Satzung aber gar nicht. De facto seien die Mitglieder der Knastgruppe nie ordentliche Mitglieder der Partei gewesen. Man könne sie höchstens als Interessenten oder Sympathisanten bezeichnen. Zunächst hatte Jürgens davon gesprochen, dass die Mitglieder der Knastgruppe automatisch auch Parteimitglieder seien.


Grundsätzlich könne jeder Häftling der seit über 20 Jahren bestehenden Gruppe beitreten, die sich als Gesprächskreis und Selbsthilfeeinrichtung verstehe, sagte Jürgens. „Wir fragen nicht nach den Umständen der Tat. Wenn wir da anfangen würden zu differenzieren, wäre die Gruppe tot.“ Die Gruppe sei das einzige politische Angebot in der Vollzugsanstalt, das wie jedes andere Freizeitangebot auch allen Gefangenen offen stehen müsse, unabhängig vom Grund ihrer Verurteilung und der moralischen Bewertung ihrer Taten. Die Häftlinge nutzten das Angebot zur Sozialberatung, engagierten sich aber nach der Haft in aller Regel nicht mehr in der Partei.

Empörung aus der CDU

Die CDU im hessischen Landtag hat empört auf die Mitgliedschaft des „Menschenfressers“ Meiwes in der grünen Gruppierung reagiert. „Es ist sehr beängstigend, dass die al-Wazir-Grünen einen Mann, der einen Menschen erstochen, danach mehrere Kilogramm von dessen Fleisch gegessen hat und im Internet nach weiteren Opfern gesucht hat, ohne Skrupel in der Grünen-Knast-Gruppe aufnehmen“, erklärte Fraktions- Geschäftsführer Axel Wintermeyer. Noch schlimmer sei es, wie Jürgens die Aufnahme gerechtfertigt habe. Dass er nun zurückgerudert sei, mache die Sache nicht besser.

Meiwes hat im März 2001 in Rotenburg an der Fulda einen Ingenieur aus Berlin auf dessen Verlangen entmannt.
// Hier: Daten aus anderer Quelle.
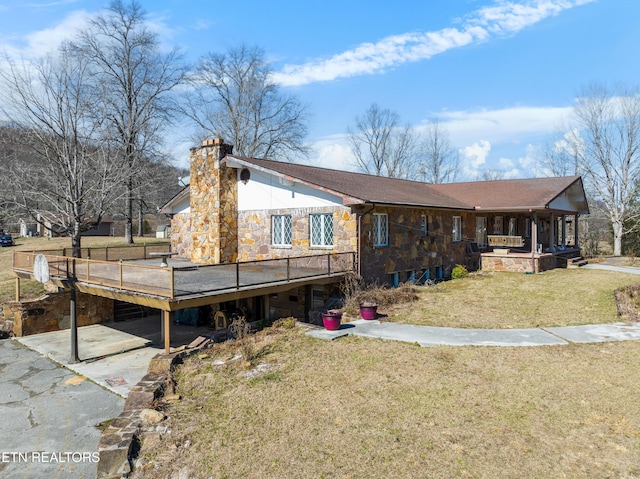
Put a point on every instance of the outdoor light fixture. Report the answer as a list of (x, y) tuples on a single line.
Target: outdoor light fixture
[(245, 175)]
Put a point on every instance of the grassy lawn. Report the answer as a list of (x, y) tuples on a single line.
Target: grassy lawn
[(32, 289), (561, 297), (363, 408)]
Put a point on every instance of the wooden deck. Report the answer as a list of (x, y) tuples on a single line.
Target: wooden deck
[(176, 287)]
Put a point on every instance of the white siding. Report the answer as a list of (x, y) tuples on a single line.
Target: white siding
[(264, 191)]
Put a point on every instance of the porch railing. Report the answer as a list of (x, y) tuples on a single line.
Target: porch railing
[(172, 282), (504, 240)]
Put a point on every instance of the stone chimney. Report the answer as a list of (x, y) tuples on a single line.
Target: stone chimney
[(214, 204)]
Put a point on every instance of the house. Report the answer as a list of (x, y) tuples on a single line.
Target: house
[(243, 209), (268, 239), (95, 228)]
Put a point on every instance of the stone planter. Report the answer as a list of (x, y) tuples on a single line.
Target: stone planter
[(368, 311), (332, 319)]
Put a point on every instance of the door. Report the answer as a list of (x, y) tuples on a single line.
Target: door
[(481, 231)]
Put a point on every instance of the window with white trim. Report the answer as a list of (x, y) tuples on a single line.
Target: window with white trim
[(281, 230), (380, 229), (321, 229), (457, 228)]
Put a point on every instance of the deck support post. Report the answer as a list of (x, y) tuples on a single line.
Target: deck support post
[(73, 310), (553, 236), (166, 330), (266, 307)]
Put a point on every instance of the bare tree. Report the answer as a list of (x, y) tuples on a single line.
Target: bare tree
[(608, 141), (439, 159), (234, 97), (380, 146), (70, 178), (136, 80)]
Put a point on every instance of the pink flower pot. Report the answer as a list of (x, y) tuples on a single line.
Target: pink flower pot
[(331, 320), (368, 312)]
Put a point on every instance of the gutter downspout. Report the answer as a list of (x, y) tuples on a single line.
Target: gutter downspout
[(359, 268)]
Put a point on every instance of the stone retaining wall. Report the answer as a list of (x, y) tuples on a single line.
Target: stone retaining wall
[(518, 263), (117, 446), (51, 312)]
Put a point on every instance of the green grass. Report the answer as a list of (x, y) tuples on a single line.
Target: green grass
[(364, 408), (561, 297)]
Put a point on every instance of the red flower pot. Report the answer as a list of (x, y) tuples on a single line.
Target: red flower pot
[(331, 320), (368, 312)]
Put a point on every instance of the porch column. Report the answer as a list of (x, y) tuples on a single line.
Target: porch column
[(534, 241)]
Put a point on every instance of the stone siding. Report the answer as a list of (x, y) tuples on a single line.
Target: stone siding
[(181, 235), (52, 313), (409, 251), (213, 204), (254, 233)]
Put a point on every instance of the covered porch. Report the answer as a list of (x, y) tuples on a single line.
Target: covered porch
[(532, 242)]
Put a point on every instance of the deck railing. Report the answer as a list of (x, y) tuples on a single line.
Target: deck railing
[(504, 240), (172, 282)]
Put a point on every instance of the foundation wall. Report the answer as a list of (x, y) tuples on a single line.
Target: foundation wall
[(52, 313)]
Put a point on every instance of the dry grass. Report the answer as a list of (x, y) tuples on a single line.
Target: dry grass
[(364, 408), (32, 289), (561, 297)]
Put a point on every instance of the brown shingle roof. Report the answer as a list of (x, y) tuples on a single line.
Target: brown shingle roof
[(361, 187), (526, 193), (531, 193)]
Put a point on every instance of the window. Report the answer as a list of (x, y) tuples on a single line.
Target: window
[(380, 229), (457, 228), (321, 229), (281, 230)]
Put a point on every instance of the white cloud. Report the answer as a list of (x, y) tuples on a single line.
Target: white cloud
[(44, 41), (368, 58), (333, 152), (514, 125), (474, 157), (505, 163)]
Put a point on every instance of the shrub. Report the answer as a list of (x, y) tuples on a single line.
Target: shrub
[(356, 292), (459, 272)]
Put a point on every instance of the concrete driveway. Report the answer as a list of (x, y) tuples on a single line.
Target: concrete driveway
[(48, 416)]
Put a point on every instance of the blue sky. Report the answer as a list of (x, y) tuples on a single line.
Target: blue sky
[(501, 76)]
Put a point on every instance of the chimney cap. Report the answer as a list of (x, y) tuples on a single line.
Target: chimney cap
[(212, 142)]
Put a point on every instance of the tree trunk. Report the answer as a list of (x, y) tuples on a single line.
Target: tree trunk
[(128, 227), (617, 238), (140, 229), (76, 240)]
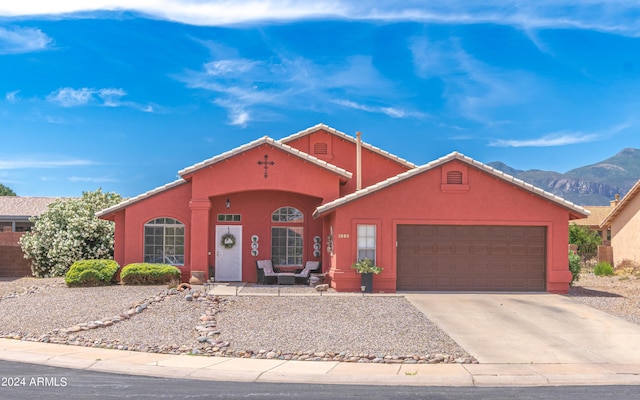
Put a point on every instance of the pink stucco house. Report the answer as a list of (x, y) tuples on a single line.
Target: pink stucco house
[(322, 195)]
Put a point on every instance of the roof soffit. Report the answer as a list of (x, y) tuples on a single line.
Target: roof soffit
[(619, 208)]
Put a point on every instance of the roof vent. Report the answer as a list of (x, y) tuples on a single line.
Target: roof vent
[(454, 178), (320, 148)]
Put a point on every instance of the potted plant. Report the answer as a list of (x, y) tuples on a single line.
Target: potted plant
[(366, 268)]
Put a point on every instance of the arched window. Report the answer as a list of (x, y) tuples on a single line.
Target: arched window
[(287, 237), (164, 241)]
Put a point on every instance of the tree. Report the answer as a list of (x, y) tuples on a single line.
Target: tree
[(6, 191), (69, 231)]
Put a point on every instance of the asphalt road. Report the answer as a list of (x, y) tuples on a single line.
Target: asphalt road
[(29, 381)]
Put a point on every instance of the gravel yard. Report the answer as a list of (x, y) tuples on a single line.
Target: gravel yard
[(616, 295), (290, 326), (343, 328)]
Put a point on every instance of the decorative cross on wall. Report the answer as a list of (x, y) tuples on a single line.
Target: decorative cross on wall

Im Verlauf der Tatnacht hat er den Schwerverletzten erstochen und später zerlegt. Von dem Menschenfleisch hat Meiwes mehrere Kilogramm gegessen und im Internet nach weiteren Opfern gesucht. Das Landgericht Frankfurt hat ihn zu lebenslanger Haft verurteilt, nachdem der Bundesgerichtshof eine erste, mildere Verurteilung aufgehoben hatte.